Santa Claus is coming to town?

Christmas in China is a really funny thing. Let’s call it 奇怪(qi-guai), a word that means “strange” but without any negative or positive connotations. You get a full month for quiet reflection, but miss all of the fun and merriment of the Christmas spirit. There are friends you spend special meals with, and there is still some shopping you have to do. After four years, I’m still not sure if I like it or dread it.

Christmas is still kind of new in China. During the missionary period up to the revolution Christmas was a quiet religious holiday. The hospital and local universities had many special Christmas performances to try and spread the Gospel. Then President Chiang Kai-shek’s wife, Madame Soong, attended many of these events at the Ginling Girls School, where Minnie Vautrin served in the 30’s and 40’s.

Today Christmas has returned, but more in shopping malls and fancy restaurants than in the hospital or schools (I’ve had to remind them a few times which day it is). It is interesting to see what a holiday looks like in its early stages before the traditions are really in place.

In the malls here Christmas decorations have been up for almost a month now, which seems to be a little late compared to shopping centers in the US, but it will be another full month before those decorations will come down. One gets the feeling that many of the people don’t really know when Christmas is, and that Santa is just a winter thing that goes with Frosty the Snowman. Christmas in some ways has started to mark the early part of preparing for Spring Festival (Chinese New Year), much like the day after Thanksgiving is the time to put up the Christmas tree, and New Years is the day to take it down in the US.

Also sometimes people will try to emulate the American traditions, for example the other day one of my students/co-workers gave me a very nice Christmas card. The outside was decorated beautifully and when I returned to my office I eagerly opened it to see what kind words she had written inside. I was baffled by what I saw inside, nothing. She had simply given me a blank card for Christmas. Somewhere along the line one of our traditions seems to have been misunderstood in a big way.
Another thing that makes Christmas feel a bit off here in China is that everyone will be working on the 25th. Only foreign teachers are granted the day off, for some reason Christmas hasn’t made the Communist Party’s official list of holidays yet (an omission surely worthy of a place on Santa’s naughty list).

Then this morning, as I waited for the bus, a woman was handing out papers to everyone with some very basic information about Christianity with a brief introduction to the Christmas story. Only a few people took time to read them, but it was encouraging to see.

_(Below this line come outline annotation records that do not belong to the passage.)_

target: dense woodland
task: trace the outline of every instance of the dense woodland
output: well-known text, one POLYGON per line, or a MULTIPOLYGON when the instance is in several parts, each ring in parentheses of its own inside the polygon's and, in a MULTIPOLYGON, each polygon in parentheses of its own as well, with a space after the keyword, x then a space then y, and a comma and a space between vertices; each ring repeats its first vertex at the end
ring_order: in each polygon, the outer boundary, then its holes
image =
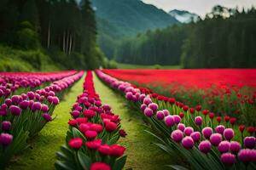
POLYGON ((216 6, 205 20, 125 39, 119 62, 184 68, 256 67, 256 10, 216 6))
MULTIPOLYGON (((0 43, 40 51, 38 62, 50 56, 47 60, 66 69, 97 68, 103 57, 94 13, 89 0, 1 0, 0 43)), ((32 64, 33 58, 25 60, 32 64)))

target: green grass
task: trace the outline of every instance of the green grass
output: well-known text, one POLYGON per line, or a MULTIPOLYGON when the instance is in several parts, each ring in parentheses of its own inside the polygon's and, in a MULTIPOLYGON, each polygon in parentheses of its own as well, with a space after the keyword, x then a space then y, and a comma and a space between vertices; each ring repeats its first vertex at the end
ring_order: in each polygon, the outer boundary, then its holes
POLYGON ((128 156, 125 169, 164 170, 163 166, 170 164, 170 157, 156 147, 155 139, 144 132, 146 127, 142 116, 129 110, 125 99, 119 94, 105 86, 94 74, 95 88, 103 104, 108 104, 113 113, 121 117, 121 125, 128 135, 120 139, 119 144, 126 147, 128 156))
POLYGON ((39 134, 31 141, 31 146, 10 162, 9 170, 55 169, 55 152, 65 144, 68 129, 69 111, 76 98, 83 91, 84 77, 70 90, 69 94, 55 110, 55 119, 48 123, 39 134))
POLYGON ((143 65, 117 63, 118 69, 181 69, 180 65, 143 65))

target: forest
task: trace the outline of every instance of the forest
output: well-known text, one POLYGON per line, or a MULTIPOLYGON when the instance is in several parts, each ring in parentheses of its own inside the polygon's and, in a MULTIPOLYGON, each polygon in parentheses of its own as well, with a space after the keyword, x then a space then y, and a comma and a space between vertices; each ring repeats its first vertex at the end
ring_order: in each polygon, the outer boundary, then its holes
POLYGON ((117 48, 121 63, 181 65, 183 68, 256 66, 256 10, 215 6, 205 20, 148 31, 117 48))
POLYGON ((4 62, 0 68, 104 66, 107 60, 96 45, 96 34, 95 11, 89 0, 1 0, 0 59, 4 62))

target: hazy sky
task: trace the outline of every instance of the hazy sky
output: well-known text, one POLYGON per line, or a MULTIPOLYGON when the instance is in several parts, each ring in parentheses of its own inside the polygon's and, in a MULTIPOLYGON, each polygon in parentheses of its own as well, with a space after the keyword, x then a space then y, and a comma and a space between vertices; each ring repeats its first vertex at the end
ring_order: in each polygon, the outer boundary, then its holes
POLYGON ((212 10, 216 4, 228 8, 256 7, 256 0, 143 0, 166 11, 172 9, 183 9, 204 16, 212 10))

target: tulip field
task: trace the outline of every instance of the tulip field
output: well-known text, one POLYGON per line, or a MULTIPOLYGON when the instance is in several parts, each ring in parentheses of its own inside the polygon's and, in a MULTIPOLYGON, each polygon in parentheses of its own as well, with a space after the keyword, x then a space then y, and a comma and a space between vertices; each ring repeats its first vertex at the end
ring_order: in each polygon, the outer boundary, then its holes
POLYGON ((19 161, 33 146, 39 157, 27 159, 41 169, 253 170, 256 70, 0 72, 0 169, 34 169, 19 161), (74 86, 73 105, 54 114, 74 86), (108 93, 96 88, 103 86, 108 93), (113 96, 121 102, 104 102, 113 96), (67 126, 54 127, 61 143, 49 138, 38 151, 33 143, 63 116, 67 126))

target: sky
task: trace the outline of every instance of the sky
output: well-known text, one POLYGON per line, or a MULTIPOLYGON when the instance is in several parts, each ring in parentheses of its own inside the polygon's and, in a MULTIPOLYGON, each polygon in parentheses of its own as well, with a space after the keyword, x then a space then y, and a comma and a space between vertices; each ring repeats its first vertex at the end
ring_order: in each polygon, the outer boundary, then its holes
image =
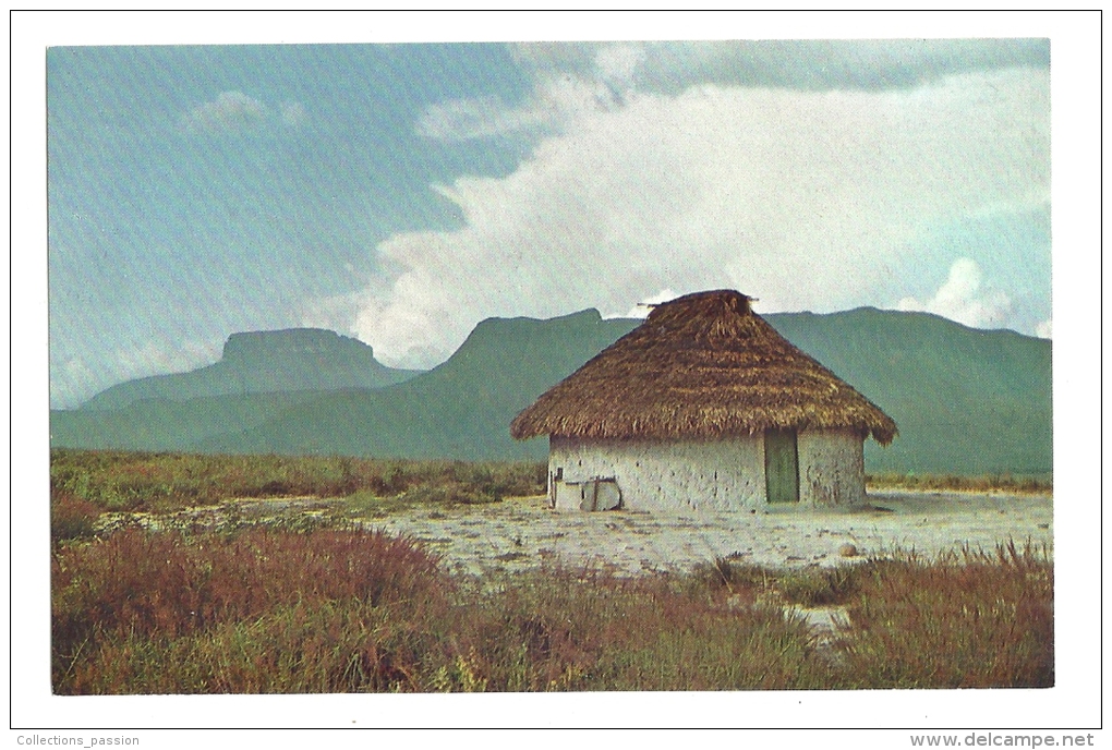
POLYGON ((1048 39, 58 46, 50 402, 731 288, 1050 338, 1048 39))

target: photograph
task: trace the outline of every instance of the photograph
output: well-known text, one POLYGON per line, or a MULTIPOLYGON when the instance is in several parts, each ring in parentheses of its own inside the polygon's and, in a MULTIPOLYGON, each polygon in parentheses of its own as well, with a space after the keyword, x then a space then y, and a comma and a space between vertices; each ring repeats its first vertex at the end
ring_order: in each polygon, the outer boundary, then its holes
POLYGON ((1059 47, 723 18, 40 50, 43 700, 1054 726, 1059 47))

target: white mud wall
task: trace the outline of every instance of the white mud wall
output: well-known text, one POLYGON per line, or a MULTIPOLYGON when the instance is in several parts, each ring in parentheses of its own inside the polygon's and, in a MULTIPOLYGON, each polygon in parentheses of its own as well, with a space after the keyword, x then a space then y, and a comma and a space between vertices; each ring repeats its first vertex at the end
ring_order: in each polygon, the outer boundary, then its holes
MULTIPOLYGON (((549 441, 549 477, 564 481, 614 477, 627 510, 741 510, 764 503, 764 438, 731 440, 549 441)), ((577 510, 578 493, 558 493, 557 508, 577 510), (563 503, 564 498, 576 503, 563 503)))
MULTIPOLYGON (((852 431, 801 431, 800 506, 845 506, 865 498, 861 437, 852 431)), ((764 436, 723 440, 579 440, 552 437, 548 477, 617 480, 627 510, 729 511, 764 508, 764 436)), ((558 487, 559 510, 578 510, 579 488, 558 487), (574 491, 573 491, 574 490, 574 491)))
POLYGON ((850 506, 865 501, 865 448, 851 430, 798 433, 800 502, 850 506))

4 responses to “Santa Claus is coming to town?”

  1. Seven says:

    It seems no religious days, not only Christian days, are official holidays in China.

    • Tom says:

      Some of the current holidays were religious in a looser sense of the word, like Qingming festival that can be celebrated without visiting a temple or church, but you are right, no major religious holidays.

  2. PNS says:

    I had qualms about commenting on an old post; but the sense of entitlement and cultural arrogance that seep out of these paragraphs are so noxious that I felt compelled to say something.
    Why would the Chinese ever consider making Christmas a public holiday when the percentage of practicing Christians in the population is a single-digit number, when their culture has been based on a value system parallel to, not encompassed in, that of Christianity? To suggest that it has something to do with China’s form of government is nothing more than wild conjecture. If they do want to pick a religious holiday, wouldn’t make more sense to choose a Buddhist one? Or a Muslim one? Last time I checked, the teachings of the sage from Lumbini carry more cultural currency than the Star of Bethlehem.
    Christmas was not a public holiday back in the Republican era. Neither is it a public holiday in countries like Japan, South Korea or Israel. What dark forces are at work here? Or is it that you think religious freedom is only meaningful when it is showered on the followers of Christ?
    Will you be so cavalier about it if people propose making Ullambana or Ramadan public holidays in the United States? What is truly “off” here is that you would expect Christmas, a religious holiday, to be the same 9,000+ miles away from your home country.

    • Tom says:

      Wow, I think you might have brought quite a bit of your own feelings about religion to the table when reading that post.
      I didn’t say that China should make Christmas a public holiday, I was simply writing in a joking matter that we have to work on Christmas here, which was actually news to some people back in the states (It may be important for you to note that Santa’s naughty list may not be a real thing).
      Also I did not say that Christmas was a public holiday in the Republican era, I was just reporting on how it was celebrated by foreigners at that time.
      I think that the article was perfectly clear in reporting that these were the differences, not that I thought these were things that should be changed.
      Finally, in response to “Will you be so cavalier about it if people propose making Ullambana or Ramadan public holidays in the United States?”
      Absolutely. Freedom for some is, Freedom for none.